Note: the aim is to develop a single specification that can be applied to both XHTML and SMIL for simple kinds of dialog. When richer dialog structure is needed, application developers will be able to loosely couple XHTML or SMIL with a voice browser based upon VoiceXML or other means, such as Java. The basis for achieving this is the subject of section 3.4.

3.3 A framework for the utilization of local and remote resources for speech and ink

Mobile devices have limited computational and memory resources, and as a result, may benefit from access to a remote high quality speech synthesis engine. Speech synthesis is taken here to include the combination of synthetic speech and prerecorded audio.

Speech recognition on hand-held devices is currently limited to vocabularies of no more than a few hundred words. For larger vocabularies, network access is needed to dedicated speech recognition engines. Network access is also needed to connect to servers offering speaker verification services.

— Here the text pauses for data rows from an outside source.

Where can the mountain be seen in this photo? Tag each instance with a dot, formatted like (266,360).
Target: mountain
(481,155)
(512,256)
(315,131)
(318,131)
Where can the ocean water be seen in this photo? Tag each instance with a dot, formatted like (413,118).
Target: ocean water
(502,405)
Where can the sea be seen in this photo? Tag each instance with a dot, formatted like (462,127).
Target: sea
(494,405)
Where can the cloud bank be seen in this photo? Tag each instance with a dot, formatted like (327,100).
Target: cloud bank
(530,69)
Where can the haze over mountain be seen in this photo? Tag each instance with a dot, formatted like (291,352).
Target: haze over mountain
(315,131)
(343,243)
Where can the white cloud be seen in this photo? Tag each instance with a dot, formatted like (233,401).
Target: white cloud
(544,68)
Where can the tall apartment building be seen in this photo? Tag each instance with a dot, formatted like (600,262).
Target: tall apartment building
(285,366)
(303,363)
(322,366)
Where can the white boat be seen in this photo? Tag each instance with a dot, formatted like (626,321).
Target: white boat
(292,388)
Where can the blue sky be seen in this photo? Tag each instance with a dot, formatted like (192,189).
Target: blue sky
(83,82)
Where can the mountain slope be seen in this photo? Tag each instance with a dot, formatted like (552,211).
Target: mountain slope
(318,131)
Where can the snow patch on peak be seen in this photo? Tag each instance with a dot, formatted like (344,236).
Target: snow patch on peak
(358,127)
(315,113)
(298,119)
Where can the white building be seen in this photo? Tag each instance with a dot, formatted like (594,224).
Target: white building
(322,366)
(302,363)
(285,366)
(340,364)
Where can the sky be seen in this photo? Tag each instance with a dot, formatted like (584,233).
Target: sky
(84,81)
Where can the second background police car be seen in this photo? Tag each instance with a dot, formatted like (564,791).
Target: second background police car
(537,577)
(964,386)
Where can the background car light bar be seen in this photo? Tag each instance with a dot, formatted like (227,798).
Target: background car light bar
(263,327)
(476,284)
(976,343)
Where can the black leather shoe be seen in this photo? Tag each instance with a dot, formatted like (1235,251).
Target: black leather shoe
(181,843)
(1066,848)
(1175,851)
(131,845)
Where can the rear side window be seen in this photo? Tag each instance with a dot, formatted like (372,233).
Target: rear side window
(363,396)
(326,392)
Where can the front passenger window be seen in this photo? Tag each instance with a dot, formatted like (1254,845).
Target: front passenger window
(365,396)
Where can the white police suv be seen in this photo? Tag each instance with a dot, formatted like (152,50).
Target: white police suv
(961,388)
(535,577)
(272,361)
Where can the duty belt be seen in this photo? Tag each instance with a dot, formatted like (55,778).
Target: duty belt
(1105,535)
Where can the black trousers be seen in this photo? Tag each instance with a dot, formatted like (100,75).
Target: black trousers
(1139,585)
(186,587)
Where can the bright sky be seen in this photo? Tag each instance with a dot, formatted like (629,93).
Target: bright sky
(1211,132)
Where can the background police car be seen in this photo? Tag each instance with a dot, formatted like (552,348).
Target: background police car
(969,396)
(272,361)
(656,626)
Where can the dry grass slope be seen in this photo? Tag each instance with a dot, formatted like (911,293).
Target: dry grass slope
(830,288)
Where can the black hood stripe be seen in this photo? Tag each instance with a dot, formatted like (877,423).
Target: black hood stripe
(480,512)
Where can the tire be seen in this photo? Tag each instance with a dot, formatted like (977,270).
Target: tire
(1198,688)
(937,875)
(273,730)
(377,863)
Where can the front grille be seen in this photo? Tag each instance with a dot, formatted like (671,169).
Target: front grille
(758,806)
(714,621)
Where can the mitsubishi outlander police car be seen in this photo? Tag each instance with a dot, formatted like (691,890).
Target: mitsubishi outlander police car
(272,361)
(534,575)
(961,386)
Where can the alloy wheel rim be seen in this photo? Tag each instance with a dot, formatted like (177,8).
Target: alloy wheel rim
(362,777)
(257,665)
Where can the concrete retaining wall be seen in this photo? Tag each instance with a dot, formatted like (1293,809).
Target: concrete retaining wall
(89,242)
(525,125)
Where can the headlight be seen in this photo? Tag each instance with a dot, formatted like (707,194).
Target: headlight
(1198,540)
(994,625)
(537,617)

While small devices can support limited character and gesture recognition, server based processing of ink will enable the provision of richer capabilities without need for changes to the device itself. For example, more flexible handwriting recognition, user authentication, and specialized input modes for mathematics, music, and other application specific gestures. Direct support for ink will avoid the loss of information when converting to bitmap or vector formats.

An investigation will be undertaken to recommend the basis for a client device to identify and make use of local and remote resources resources. This work will focus on the markup and scripting interface, and not the protocols, which are likely to be developed outside of the W3C, for instance, work in the IETF on MRCP.

3.4 A framework for coupling disparate components of a multimodal system

A multimodal system may involve several devices, for instance the combination of a cell phone and a wall mounted display. These will need to be coordinated to form a coherent multimodal application. Another example is a PDA providing the user interface, and coupled to a voice gateway running VoiceXML. The ability to couple devices provides a way to escape the limitations of each device.

An investigation will be undertaken to recommend the basis for coupling such disparate components. Some of the issues to be considered include the set up and termination of sessions, the use of XML to represent events, the asynchronous nature of such events, the ability to recover from temporary breaks in network connectivity, and potential change of IP addresses. This work will focus on the markup and scripting interface, and not the protocols, which are likely to be developed outside of the W3C. For instance, the SIP working group in the IETF is specifying how to use SIP to transfer events. This work item may lead to proposals for extensions to VoiceXML for review by the Voice Browser Activity.

3.5 Coordination

The Multimodal Interaction working group will coordinate its work with other W3C working groups and with relevant external groups, see sections 9 and 10 below.

4. Duration

This Working Group is scheduled to last for two years, from February 25th, 2002 to February 25th, 2004.

5. Success Criteria

The Working Group has fulfilled its mission if it succeeds in unifying the efforts of vendors and content providers to stimulate the development and widespread use of multimodal systems conforming to the W3C specifications developed by the Working Group. See section 7 for the timeline for each of the planned specifications.

6. Release Policy

By default, all documents under development by the Working Group are available to W3C Members from the group's web page. Selected documents will be made publically available via the W3C's technical reports page after approval from W3C management. The types of documents (Notes, Working Drafts etc.) are defined by the W3C Process.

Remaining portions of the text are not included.